DNA MAY be a great information storage molecule, but many feel it needs some fine-tuning when it comes to microarrays. Peptide Nucleic Acid (PNA) and Locked Nucleic Acid (LNA) chips might provide one answer.
These DNA mimics promise arrays with greater sensitivity, specificity, or ease of use and could find applications in diagnostics, drug development, and as monitoring devices.
But, as if PNA microarrays were the new Holy Grail, companies interested in the technology — including Applied Biosystems and Samsung — are unwilling to discuss their plans.

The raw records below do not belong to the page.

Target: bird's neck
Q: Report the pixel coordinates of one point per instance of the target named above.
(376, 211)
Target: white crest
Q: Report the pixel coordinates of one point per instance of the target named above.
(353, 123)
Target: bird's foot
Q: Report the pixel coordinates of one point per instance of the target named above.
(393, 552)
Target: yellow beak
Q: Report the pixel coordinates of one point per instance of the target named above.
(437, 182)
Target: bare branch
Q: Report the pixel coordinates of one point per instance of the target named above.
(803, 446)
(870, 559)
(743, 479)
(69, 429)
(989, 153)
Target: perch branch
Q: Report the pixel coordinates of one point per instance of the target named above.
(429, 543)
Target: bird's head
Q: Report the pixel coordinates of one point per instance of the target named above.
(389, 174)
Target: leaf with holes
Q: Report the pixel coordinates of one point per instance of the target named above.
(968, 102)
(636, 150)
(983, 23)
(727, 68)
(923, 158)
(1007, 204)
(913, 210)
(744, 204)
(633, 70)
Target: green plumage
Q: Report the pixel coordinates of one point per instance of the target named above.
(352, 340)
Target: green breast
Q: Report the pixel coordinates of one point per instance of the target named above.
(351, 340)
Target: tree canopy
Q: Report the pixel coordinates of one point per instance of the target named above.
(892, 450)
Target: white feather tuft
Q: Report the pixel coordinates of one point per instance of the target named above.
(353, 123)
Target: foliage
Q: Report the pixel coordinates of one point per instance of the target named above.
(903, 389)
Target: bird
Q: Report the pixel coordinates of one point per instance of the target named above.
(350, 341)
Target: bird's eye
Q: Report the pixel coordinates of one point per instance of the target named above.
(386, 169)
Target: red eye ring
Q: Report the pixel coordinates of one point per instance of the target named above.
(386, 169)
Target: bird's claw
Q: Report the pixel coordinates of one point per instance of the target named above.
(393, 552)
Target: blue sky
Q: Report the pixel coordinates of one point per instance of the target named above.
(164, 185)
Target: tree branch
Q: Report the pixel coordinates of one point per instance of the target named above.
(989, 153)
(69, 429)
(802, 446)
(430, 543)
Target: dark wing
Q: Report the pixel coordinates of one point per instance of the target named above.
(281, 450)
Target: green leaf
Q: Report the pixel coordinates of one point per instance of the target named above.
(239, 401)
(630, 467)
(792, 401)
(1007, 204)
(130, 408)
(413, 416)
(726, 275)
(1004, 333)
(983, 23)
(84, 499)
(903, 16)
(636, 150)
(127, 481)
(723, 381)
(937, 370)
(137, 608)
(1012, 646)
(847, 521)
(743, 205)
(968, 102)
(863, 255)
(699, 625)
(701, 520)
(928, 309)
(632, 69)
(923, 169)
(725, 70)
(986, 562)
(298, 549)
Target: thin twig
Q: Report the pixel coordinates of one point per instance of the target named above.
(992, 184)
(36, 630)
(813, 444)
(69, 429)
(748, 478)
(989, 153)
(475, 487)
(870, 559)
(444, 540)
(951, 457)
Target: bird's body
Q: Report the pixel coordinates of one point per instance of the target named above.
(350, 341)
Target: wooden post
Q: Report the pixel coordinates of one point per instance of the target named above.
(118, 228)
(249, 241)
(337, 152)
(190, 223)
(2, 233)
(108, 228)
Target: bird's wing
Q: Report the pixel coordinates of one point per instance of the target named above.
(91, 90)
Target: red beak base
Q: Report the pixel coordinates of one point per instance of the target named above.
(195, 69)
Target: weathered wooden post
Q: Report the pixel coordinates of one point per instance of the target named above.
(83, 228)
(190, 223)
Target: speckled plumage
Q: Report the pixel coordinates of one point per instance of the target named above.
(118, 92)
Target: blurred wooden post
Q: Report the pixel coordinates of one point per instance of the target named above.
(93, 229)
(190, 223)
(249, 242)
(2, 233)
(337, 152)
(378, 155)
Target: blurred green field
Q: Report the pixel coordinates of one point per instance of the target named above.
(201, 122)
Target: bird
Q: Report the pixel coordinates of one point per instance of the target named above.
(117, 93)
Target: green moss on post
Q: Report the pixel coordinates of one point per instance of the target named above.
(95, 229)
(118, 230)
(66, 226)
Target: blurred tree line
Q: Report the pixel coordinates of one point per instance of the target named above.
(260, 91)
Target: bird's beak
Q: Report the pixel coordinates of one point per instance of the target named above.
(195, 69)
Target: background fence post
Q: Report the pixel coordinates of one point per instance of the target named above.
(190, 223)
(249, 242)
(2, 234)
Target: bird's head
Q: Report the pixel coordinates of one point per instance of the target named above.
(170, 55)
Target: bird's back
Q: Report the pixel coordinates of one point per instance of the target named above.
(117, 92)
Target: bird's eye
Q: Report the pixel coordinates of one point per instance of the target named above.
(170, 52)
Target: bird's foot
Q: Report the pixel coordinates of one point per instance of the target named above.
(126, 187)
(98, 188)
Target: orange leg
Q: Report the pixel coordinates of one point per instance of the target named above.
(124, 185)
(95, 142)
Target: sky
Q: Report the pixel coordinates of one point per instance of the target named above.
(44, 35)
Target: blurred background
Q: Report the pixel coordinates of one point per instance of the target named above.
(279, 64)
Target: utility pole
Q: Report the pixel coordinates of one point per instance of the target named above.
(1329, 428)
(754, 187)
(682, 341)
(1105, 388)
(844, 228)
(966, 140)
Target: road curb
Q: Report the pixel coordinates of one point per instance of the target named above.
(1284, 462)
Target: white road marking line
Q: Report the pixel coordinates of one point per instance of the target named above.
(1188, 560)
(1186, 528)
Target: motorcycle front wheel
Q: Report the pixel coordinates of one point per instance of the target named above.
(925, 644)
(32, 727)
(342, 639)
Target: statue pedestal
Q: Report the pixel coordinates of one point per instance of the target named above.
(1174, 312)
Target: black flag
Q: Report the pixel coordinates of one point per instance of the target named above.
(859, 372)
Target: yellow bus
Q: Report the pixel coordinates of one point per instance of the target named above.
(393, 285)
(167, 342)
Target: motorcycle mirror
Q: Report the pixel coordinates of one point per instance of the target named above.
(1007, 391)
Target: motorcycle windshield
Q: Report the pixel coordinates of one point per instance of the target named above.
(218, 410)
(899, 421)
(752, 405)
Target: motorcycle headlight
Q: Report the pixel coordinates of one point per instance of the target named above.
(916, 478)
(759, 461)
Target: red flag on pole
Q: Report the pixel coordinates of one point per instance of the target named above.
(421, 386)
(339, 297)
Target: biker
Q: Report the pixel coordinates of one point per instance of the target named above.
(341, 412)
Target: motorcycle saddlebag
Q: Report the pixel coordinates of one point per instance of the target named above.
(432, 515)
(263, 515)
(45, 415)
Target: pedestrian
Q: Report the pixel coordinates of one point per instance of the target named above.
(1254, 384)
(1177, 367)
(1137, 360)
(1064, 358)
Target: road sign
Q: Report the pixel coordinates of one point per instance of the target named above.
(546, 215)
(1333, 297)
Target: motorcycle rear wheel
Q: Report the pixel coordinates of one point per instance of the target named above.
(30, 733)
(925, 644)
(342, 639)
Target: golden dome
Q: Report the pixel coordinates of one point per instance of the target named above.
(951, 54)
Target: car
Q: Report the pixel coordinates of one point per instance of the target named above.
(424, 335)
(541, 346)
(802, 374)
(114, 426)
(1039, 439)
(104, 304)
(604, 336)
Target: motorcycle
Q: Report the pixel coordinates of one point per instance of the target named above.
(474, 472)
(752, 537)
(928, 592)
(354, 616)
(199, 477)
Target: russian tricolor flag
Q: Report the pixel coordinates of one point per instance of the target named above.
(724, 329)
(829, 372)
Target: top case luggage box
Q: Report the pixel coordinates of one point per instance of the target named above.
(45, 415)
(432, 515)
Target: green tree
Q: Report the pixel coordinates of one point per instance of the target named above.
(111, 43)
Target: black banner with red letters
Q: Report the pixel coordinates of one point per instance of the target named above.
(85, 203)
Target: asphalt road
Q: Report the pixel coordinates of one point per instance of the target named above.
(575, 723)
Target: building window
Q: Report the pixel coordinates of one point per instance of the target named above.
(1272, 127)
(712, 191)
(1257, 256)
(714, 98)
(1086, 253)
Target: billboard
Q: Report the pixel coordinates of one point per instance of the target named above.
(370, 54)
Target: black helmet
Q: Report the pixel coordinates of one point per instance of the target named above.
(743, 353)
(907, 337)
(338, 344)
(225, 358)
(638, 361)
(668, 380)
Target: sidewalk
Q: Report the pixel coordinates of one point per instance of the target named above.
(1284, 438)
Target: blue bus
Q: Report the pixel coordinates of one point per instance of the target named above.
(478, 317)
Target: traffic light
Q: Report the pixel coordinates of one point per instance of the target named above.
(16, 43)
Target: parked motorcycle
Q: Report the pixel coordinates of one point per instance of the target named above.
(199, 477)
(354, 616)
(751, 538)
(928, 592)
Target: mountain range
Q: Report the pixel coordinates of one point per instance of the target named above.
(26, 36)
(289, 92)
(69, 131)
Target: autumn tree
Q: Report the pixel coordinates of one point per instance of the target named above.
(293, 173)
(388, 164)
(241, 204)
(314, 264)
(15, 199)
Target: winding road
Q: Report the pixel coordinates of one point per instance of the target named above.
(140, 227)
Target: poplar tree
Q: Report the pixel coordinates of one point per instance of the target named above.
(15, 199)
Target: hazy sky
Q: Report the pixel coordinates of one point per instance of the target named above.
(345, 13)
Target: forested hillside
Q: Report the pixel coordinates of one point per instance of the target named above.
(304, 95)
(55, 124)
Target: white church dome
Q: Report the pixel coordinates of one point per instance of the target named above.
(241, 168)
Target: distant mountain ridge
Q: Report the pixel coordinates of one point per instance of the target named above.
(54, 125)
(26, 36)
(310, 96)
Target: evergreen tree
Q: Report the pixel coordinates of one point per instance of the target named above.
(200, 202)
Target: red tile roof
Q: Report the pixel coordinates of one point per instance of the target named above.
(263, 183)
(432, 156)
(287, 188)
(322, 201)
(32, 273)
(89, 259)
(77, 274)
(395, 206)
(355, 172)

Why all the secrecy? PNA arrays are attractive for new players in the field, said Jörg Hoheisel from the German Cancer Research Institute in Heidelberg, because “many of the patents [that cover DNA microarrays] do not necessarily cover the PNA work.”
This is not to say that PNA is unprotected: Applied Biosystems, through its purchase of Boston Probes in November, acquired some key patents for PNA technology.
Also, the cost of PNA monomers is high, although it would likely drop if the market were to expand.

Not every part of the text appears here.